The reason I feel uncomfortable is because I don’t have a track record to go on.
What’s important to understand about mortgage brokers and direct lenders is they are involved at the beginning, middle and end of the purchase process. Getting someone approved up front today is critical. You can usually get a pre-qualification letter from a lender in a few hours because all they are doing is running your credit score and taking your word on your assets and income. The more complicated and time-consuming pre-approval is a full review of your bank statements, tax returns and other supporting documentation. The approval is for both you as a borrower and the property as collateral.
Not only does the lender do an internal review but many loans are re-sold and have to be approved by the investor as well. For all loans here that are under $729,000, that usually means review by the Federal Housing Administration.
If you don’t have much experience as a buyer, how do you really know how quickly a lender will process your loan? Anybody can tell you what you want to hear to get your business. It’s another thing to perform to those expectations. And therein lies the problem.
Your Realtor has knowledge of who can and cannot perform tasks on tight time lines. Because of long-standing relationships, your Realtor can apply pressure to move things along. That won’t be the case with a new lender that neither of you knows well. So when a Realtor suggests someone, please take that advice. To ignore that puts your purchase at risk, increases your stress and wastes time.
Here’s a real-life example. My clients were adamant about using a large out-of-state lender. The bank said itcould give full approval for an FHA loan in three weeks and close escrow in six weeks so we wrote a contract with those time frames.
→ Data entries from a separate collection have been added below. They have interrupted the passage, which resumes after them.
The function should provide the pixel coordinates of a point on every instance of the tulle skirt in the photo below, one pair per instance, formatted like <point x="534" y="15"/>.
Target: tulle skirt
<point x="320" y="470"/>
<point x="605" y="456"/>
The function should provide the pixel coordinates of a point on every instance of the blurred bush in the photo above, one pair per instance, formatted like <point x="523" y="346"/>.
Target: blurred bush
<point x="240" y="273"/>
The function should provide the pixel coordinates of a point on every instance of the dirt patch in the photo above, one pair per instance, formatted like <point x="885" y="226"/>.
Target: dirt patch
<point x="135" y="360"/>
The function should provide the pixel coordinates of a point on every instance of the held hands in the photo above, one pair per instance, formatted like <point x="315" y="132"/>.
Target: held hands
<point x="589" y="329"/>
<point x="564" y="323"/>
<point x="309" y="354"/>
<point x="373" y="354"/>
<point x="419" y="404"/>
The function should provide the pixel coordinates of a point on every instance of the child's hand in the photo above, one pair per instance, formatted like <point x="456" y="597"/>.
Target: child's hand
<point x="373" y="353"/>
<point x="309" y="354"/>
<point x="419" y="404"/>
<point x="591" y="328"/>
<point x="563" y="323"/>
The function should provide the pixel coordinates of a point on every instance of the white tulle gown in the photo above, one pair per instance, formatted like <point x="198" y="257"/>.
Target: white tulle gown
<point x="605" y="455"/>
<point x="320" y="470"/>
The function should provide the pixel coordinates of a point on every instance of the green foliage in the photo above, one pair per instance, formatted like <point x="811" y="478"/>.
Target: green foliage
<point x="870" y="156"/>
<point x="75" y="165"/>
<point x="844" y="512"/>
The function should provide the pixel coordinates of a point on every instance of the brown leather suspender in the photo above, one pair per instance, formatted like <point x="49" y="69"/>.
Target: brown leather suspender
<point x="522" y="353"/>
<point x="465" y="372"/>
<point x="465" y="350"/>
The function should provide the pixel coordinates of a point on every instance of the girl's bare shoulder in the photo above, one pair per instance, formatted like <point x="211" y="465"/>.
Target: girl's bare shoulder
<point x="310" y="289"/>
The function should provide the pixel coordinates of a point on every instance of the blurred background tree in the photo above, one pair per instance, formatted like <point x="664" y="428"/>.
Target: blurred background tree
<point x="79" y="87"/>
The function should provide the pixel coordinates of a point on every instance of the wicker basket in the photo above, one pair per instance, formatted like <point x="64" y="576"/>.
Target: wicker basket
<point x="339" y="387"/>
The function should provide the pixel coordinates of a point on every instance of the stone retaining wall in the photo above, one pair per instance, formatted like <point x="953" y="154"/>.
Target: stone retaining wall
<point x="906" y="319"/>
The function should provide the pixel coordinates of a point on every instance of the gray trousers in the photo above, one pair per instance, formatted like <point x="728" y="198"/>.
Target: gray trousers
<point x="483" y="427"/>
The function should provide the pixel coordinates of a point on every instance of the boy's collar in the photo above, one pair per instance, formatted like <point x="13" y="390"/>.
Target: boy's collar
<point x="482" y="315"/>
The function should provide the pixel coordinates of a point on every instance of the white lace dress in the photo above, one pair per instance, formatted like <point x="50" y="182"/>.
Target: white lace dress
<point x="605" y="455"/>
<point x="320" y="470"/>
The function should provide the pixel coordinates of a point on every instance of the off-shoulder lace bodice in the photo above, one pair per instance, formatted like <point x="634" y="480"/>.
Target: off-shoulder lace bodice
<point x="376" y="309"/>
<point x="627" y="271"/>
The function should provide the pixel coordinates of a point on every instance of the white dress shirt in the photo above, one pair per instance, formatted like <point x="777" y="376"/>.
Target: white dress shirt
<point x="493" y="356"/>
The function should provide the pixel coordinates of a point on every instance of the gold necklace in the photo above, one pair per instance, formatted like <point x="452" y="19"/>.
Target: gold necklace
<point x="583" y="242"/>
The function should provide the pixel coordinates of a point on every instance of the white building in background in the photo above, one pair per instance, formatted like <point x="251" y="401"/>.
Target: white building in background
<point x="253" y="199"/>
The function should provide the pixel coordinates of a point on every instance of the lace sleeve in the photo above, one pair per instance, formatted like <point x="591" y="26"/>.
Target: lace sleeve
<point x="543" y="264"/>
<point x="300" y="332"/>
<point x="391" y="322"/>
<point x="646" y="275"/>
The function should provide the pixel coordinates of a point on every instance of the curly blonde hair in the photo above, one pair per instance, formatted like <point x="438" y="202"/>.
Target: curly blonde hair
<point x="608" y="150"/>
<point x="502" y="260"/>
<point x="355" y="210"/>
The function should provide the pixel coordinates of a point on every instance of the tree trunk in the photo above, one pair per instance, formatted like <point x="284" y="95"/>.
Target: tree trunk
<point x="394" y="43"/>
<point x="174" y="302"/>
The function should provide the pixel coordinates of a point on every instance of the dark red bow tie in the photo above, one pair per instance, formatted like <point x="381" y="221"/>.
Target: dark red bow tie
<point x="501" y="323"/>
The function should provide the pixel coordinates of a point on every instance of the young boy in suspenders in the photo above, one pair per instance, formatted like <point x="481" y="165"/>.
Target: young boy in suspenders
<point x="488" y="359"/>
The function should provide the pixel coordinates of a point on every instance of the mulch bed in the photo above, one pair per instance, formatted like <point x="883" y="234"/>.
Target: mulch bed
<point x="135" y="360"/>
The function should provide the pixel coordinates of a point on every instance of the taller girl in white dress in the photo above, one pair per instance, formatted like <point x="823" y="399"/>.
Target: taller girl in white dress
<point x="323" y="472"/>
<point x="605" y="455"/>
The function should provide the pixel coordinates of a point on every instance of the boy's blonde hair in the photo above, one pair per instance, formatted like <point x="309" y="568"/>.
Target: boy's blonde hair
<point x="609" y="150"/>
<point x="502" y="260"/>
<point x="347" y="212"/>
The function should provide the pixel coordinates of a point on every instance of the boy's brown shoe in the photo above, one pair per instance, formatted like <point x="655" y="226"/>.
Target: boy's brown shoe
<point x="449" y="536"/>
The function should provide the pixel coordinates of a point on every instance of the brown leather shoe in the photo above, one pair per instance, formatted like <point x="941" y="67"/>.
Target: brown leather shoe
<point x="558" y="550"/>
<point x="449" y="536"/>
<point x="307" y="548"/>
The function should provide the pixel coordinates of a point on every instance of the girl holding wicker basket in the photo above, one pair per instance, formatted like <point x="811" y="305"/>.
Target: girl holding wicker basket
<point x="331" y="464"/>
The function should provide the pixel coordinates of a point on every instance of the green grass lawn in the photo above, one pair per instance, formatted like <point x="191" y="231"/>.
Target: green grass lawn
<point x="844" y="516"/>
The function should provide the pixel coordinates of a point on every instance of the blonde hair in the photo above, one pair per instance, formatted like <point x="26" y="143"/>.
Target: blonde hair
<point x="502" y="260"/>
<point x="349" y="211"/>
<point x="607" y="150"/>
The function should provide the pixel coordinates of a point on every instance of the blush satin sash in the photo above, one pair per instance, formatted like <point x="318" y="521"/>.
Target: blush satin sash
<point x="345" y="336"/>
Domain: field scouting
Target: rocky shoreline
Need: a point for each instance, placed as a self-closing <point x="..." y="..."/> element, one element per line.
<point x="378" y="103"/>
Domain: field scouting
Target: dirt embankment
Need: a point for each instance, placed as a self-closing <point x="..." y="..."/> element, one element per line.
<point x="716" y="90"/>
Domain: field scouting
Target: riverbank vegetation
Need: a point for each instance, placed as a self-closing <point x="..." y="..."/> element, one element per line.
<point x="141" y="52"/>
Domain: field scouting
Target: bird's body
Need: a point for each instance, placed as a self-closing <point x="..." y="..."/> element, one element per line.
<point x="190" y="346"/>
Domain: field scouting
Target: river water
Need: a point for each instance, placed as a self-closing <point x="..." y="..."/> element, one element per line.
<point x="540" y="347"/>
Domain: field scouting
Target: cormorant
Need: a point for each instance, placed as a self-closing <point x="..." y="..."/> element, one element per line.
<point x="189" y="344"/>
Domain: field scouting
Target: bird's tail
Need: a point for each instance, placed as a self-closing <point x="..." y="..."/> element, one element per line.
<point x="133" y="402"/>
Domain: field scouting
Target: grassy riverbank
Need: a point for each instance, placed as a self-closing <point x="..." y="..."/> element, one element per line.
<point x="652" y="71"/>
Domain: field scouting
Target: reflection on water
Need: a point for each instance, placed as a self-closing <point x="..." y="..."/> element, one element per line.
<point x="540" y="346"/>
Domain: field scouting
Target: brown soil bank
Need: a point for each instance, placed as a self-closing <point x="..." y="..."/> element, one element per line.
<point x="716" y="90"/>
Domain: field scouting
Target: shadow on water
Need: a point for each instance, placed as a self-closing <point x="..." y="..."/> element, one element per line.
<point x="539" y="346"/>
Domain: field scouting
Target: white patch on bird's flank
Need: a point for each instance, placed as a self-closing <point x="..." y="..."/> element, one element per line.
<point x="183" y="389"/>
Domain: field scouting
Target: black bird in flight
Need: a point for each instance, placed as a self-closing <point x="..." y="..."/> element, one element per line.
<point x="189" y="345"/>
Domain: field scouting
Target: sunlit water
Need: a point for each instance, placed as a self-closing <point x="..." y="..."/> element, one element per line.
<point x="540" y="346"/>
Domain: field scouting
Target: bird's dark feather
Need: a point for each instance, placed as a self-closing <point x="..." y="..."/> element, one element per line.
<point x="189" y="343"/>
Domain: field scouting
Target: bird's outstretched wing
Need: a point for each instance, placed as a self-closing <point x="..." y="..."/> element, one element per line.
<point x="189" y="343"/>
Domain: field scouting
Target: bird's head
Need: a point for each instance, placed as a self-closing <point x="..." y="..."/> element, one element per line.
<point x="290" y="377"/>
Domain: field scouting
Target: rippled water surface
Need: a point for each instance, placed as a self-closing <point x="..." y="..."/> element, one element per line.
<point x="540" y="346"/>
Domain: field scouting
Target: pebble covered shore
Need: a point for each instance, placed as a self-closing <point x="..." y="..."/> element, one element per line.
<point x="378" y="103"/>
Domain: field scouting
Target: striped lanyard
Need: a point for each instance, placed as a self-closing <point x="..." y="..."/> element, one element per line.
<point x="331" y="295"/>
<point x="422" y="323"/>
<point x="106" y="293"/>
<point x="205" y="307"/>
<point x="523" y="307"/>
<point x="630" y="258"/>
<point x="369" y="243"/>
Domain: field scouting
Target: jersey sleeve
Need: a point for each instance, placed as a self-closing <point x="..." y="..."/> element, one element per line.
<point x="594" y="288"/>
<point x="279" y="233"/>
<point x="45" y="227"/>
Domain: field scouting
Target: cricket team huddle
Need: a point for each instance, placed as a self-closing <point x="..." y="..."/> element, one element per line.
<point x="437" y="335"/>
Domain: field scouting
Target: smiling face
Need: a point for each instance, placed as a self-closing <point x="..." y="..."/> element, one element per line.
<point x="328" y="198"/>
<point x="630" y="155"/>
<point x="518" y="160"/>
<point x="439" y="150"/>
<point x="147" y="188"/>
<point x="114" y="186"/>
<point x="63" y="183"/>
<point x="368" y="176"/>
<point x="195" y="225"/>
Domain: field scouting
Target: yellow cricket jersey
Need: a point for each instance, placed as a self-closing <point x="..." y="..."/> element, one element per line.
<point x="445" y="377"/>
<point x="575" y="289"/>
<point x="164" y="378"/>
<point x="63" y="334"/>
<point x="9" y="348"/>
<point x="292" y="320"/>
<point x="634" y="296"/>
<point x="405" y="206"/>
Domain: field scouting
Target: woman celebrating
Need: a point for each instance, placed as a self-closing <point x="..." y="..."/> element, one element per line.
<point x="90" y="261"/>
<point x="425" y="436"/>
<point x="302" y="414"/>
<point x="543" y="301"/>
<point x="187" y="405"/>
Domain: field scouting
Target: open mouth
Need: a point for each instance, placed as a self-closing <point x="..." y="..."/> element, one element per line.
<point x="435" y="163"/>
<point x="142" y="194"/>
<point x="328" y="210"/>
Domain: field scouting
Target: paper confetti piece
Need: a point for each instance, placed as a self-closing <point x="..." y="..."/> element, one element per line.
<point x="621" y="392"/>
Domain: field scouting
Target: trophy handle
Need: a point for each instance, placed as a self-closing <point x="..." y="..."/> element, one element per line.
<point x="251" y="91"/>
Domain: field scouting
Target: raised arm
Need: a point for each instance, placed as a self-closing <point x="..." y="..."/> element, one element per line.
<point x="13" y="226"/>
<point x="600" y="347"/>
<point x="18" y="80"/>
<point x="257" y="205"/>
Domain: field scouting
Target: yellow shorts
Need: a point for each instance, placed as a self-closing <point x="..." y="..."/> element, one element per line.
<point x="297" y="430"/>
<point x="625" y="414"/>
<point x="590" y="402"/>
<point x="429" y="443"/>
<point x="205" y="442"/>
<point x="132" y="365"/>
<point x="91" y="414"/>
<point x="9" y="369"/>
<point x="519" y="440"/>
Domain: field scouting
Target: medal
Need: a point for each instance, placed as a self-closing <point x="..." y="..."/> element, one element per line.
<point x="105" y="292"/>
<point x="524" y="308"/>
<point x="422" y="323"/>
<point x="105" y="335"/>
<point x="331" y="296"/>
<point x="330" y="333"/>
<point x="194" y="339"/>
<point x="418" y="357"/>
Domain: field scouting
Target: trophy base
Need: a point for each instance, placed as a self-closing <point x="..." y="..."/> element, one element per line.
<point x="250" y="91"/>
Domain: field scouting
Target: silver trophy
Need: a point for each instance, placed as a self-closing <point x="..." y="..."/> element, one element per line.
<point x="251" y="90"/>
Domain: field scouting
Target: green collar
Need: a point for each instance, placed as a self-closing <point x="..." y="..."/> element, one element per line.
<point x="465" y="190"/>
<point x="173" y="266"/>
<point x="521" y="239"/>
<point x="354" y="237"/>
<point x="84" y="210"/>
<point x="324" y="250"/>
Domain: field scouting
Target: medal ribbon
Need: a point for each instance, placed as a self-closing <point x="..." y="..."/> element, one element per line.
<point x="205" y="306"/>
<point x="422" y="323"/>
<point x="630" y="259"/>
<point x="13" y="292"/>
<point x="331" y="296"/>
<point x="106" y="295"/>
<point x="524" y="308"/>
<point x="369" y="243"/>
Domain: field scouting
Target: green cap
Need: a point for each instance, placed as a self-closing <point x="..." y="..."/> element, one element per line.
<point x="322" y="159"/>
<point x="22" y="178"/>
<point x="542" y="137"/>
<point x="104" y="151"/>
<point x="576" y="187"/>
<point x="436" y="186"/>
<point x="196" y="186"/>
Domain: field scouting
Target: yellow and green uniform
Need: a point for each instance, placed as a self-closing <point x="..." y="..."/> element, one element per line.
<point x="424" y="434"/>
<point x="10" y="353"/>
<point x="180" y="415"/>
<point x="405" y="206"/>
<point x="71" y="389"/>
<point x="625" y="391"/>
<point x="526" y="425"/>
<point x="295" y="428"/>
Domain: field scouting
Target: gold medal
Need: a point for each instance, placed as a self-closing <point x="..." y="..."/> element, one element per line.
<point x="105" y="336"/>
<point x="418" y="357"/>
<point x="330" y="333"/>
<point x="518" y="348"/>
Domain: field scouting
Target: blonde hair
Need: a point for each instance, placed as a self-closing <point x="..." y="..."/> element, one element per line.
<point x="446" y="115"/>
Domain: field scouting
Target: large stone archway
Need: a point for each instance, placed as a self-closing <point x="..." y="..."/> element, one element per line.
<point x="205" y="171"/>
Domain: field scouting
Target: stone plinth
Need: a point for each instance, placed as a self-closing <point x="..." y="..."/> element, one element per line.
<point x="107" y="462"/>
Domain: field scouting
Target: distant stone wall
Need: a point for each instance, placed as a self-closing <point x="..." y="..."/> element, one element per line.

Well this bank with its Midwest processing center didn’t even order the appraisal until we were two weeks into our contingency period and the appraiser took almost a week to get it back to the lender. As a result, the buyer had to ask the seller for a 10-day extension on the financing contingency to get full approval. Hard to believe but it actually took the bank almost one week to read the appraisal and then realize that it wouldn’t be approved by FHA so a second appraisal at more cost to the buyer was needed.
Now we asked for a second extension, which made it clear we would not close escrow on time. Of course, if the bank selected an appraiser that resided in the same county as the property, we would have gotten better results because of the appraiser’s familiarity with his area.
Oh, by the way, five weeks after we started the process they wanted more documentation. One wonders why they didn’t ask for that weeks ago.
No surprise, the buyer is getting stressed and so is the seller whose plans are being delayed. I’ve bugged the bank almost daily but it doesn’t really care because I’m neither the client nor someone who may use that bank again. The good news is this sale will go through, but not on time. Luckily the buyer planned on closing before the lease was up and the seller had flexibility in delaying their purchase. Had we not planned it this way, it could have had an ugly outcome with a double move, storage costs, hotel costs and some unpleasant arguments.
So when your Realtor recommends someone, listen to them pro. Otherwise you take your chances.